Inside the San Diego Zoo is the Aviation Propagation Center (APC), a facility dedicated to the care of eggs and birds, we met Bird Keeper Ann Knutson. She gave us a behind the scenes tour of the facilities and informed us of all the things her and her colleagues do for the birds at the Zoo. Ms. Knutson’s job entails everything from keeping records, to incubation, to raising chicks.
If an egg must be pulled from a nest on grounds, it is taken to the incubation room. A critical element of the incubators is their ability to control humidity. By controlling the humidity levels, keepers can control the weight and development of the eggs.
When a chick is about to hatch, the egg is moved from its incubator to a “hatcher.” Right before the chick starts to break through its shell, it takes a breath of air from the air cell in its shell in order to get the energy to start hatching.
Candling is an important method used to monitor chick development. Ms. Knutson turns off the lights and holds the egg to the candler, illuminating the egg to show keepers its stage of development.
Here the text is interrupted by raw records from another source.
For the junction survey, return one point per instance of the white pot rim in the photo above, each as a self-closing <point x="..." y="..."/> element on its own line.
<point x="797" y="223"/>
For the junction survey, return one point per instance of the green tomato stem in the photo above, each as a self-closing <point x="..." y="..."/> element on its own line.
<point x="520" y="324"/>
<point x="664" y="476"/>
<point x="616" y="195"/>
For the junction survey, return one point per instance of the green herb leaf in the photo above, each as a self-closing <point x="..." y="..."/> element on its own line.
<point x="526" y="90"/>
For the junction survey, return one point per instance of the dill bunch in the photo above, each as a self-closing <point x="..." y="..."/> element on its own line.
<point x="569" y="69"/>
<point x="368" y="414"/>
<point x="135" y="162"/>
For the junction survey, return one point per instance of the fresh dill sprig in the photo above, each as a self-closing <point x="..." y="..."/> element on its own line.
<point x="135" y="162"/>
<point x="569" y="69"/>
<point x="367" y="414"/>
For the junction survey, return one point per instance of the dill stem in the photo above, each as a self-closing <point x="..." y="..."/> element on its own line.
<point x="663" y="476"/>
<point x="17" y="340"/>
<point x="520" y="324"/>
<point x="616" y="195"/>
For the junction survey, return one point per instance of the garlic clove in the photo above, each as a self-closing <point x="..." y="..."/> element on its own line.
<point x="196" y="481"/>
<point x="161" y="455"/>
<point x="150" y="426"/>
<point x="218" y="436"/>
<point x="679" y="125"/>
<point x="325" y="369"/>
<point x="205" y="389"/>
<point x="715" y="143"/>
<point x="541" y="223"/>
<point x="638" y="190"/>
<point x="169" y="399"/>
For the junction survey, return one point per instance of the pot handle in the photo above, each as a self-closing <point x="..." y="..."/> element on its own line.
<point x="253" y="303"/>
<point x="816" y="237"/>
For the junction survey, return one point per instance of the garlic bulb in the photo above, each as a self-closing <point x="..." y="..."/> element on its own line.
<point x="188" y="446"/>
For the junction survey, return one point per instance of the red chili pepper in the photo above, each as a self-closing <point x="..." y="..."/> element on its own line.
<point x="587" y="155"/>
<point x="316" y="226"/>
Ms. Knutson and her colleagues record everything about the eggs in the APC, including weight and color. Keeping records of an egg helps the keepers communicate and share information about the development and condition of each individual egg at the Zoo.
After a chick is hatched it is moved to the brooder room. Everything in the brooder room is kept extremely clean in order to reduce the contaminants chicks are exposed to. This is also where every species’ special diet is prepared.
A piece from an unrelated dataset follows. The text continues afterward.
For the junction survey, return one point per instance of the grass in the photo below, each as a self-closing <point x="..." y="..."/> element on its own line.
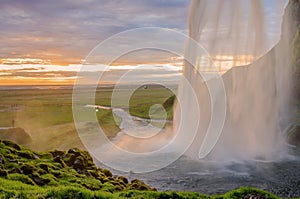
<point x="46" y="114"/>
<point x="57" y="174"/>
We met Christopher Leon, Bird Keeper at the APC. Mr. Leon is feeding a mixture of pinky and cricket to a raggiana bird of paradise. The chick had just hatched and was resting in the brooder room.
Meet Scarlet, a red-tailed black cockatoo raised at the APC. Scarlet was hatched with her parents, which is preferred (if possible) over the incubation room. Scarlet is about five months old and will soon be moving to Salt Lake City.
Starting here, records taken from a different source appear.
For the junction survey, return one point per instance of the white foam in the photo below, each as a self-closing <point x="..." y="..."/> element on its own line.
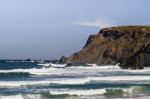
<point x="79" y="92"/>
<point x="70" y="81"/>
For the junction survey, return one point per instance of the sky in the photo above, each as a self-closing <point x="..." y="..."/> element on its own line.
<point x="48" y="29"/>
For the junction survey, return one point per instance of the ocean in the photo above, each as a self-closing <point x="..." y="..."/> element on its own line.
<point x="28" y="80"/>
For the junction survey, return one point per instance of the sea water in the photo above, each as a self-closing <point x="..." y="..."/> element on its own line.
<point x="28" y="80"/>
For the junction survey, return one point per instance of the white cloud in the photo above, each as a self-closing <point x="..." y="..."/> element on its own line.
<point x="98" y="22"/>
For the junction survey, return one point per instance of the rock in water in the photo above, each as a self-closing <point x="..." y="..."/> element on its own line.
<point x="127" y="45"/>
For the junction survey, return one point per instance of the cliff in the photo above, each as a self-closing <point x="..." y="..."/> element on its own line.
<point x="127" y="45"/>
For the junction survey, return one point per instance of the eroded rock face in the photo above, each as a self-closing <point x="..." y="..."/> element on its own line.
<point x="127" y="45"/>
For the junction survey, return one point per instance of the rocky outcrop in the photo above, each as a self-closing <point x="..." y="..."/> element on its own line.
<point x="127" y="45"/>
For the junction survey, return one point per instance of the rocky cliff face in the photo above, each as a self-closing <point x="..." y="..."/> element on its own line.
<point x="127" y="45"/>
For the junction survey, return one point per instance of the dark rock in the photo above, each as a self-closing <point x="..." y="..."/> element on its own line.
<point x="127" y="45"/>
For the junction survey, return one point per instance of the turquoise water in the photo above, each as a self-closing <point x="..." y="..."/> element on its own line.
<point x="27" y="80"/>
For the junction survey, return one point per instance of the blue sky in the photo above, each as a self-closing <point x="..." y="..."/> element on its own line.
<point x="47" y="29"/>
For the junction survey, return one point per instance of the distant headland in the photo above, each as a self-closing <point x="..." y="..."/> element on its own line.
<point x="127" y="45"/>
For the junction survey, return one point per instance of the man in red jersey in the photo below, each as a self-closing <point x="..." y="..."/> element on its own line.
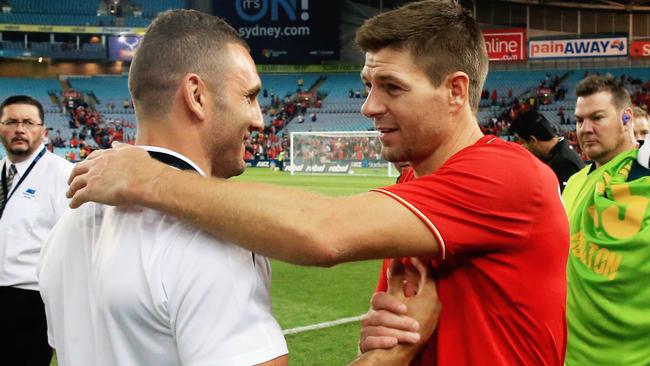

The costume that Ms. Knutson is wearing is actually a very important outfit for keepers who are feeding chicks. It prevents chicks from seeing them and imprinting on humans. Socks and puppets are also great tools to cover up keepers’ hands.
When Ms. Knutson is done feeding, cleaning, and caring for the birds and eggs at the APC, her job is still not done. All of the keepers at the APC document everything that happens in order to create a guide for the future and be able to share information with zoos all over the world.